Following a series of inspections, UCI Medical Center has guaranteed its adherence to safety and hygiene protocols to ensure its partnership with the Medicare and Medicaid programs.
Based on inspections by the California Department of Public Health (CDPH) the Centers for Medicare and Medicaid Services (CMS) determined that the UC Irvine Medical Center was not in compliance with the Conditions of Participation for a provider of hospital services in the Medicare program.
The two inspections occurred from Oct. 27 to Oct. 30 and another was held on Nov. 6. In a letter dated Dec. 19, CMS initiated a process of review in which the UCI Medical Center would have to submit a Plan of Correction listing the actions taken to address the problems cited by the report or risk termination of the hospital’s Medicare provider agreement on or by March 19, 2009.
The UCI Medical Center submitted its Plan of Correction on Jan. 16 under the condition that the solutions in the Plan of Correction would be implemented by the date of submission. Jack Cheevers, media spokesman of the San Francisco office of CMS, stated that an inspection would follow to determine the adherence of the Medical Center to its Plan of Correction. This inspection will occur at an undisclosed day during a timeline that will be specified by CMS to the UCI Medical Center.
“If the inspection finds additional problems, the process will repeat itself,” Cheevers said.
The Dec. 19 letter stated that “in the event [that] termination [of services] does occur, there will be no payment for inpatient services rendered to Medicare beneficiaries admitted on or after the effective date.”
The Medical Center issued an Executive Summary on Jan. 15 on its Web site along with a message from Vice Chancellor David N. Bailey. Bailey assured his constituency that correcting the issues identified in the CMS survey will be his “highest priority.”
“The efforts of CMS and other regulatory agencies are important quality assurance experiences for UC Irvine; they will enable us to move into our new hospital with a clean slate and help us ensure that we meet or exceed the highest standards for patient care,” Bailey said.
“[The CMS survey] is like going over the hospital with a fine-tooth comb,” UCI Medical Center Media Relations Manager John Murray said. “[After fixing the problems], it basically amounts to a clean bill of health.”
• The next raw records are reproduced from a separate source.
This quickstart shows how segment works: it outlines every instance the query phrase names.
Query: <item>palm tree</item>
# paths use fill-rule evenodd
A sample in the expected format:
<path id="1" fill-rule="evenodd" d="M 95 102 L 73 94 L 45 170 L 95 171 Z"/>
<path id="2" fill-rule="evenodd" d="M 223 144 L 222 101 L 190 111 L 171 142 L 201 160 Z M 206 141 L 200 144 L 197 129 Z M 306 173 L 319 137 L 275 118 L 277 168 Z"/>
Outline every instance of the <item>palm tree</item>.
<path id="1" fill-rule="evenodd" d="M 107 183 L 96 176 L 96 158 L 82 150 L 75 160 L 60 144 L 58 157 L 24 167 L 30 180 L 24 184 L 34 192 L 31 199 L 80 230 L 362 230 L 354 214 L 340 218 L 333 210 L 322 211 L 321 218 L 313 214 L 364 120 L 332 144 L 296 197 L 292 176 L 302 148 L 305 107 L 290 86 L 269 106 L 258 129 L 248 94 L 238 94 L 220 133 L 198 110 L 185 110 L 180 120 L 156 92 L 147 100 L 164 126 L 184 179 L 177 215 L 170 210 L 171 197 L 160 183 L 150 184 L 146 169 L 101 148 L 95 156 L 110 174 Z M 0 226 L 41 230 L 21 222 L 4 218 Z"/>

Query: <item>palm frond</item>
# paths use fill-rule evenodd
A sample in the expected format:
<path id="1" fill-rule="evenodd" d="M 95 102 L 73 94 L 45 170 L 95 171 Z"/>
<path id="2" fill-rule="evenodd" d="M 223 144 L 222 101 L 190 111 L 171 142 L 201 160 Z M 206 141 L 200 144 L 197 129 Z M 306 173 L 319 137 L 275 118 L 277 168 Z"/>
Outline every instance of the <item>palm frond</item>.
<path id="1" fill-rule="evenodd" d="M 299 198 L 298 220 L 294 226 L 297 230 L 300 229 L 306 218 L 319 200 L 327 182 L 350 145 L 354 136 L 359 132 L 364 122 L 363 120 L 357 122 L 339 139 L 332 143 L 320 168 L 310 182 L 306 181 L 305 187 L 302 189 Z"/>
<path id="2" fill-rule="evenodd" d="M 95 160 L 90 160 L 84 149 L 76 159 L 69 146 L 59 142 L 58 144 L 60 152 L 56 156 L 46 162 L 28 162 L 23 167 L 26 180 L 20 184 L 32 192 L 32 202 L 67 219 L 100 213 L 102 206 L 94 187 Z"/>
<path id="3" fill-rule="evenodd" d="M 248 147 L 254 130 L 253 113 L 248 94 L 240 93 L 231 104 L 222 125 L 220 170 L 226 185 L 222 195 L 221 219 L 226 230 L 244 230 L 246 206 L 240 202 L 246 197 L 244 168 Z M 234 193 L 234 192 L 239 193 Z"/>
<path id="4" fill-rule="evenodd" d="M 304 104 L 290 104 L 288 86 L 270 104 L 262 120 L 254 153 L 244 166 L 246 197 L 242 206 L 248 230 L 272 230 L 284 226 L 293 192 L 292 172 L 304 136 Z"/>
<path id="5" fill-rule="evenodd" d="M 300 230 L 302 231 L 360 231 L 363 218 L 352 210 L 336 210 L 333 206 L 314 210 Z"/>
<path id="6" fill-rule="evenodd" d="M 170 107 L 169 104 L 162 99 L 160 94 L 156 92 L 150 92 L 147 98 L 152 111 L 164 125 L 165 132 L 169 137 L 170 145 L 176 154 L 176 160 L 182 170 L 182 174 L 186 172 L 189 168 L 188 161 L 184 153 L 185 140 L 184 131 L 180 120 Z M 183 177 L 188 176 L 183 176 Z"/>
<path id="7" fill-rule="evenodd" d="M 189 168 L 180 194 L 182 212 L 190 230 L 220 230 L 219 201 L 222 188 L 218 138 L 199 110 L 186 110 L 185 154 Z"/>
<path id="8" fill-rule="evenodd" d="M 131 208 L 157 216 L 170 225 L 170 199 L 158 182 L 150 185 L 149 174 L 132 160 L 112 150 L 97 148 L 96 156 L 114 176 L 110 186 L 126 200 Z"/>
The October and November surveys were follow-up inspections to a complaint validation survey in May 2008 involving the Medical Center’s Department of Anesthesiology. Although no problems were found in the Department of Anesthesiology, six of the 23 Conditions of Participation for the CMS program were deficient: Governing Body, Patient Rights, Quality Assurance and Performance Improvement, Food and Dietetic Services, Physical Environment and Infection Control. The Executive Summary noted that CMS did not find that patients were in immediate jeopardy and “remains fully accredited by The Joint Commission, with additional disease-specific certification for stroke and heart failure.”
“None of these problems were so deeply rooted that we couldn’t fix them easily,” Murray said.
The survey will not affect the University Hospital, Murray said.
“The hospital is moving ahead as planned,” said Murray on Jan. 30. “We’re dedicating the hospital today and will be moving patients into the [University Hospital] in a month.”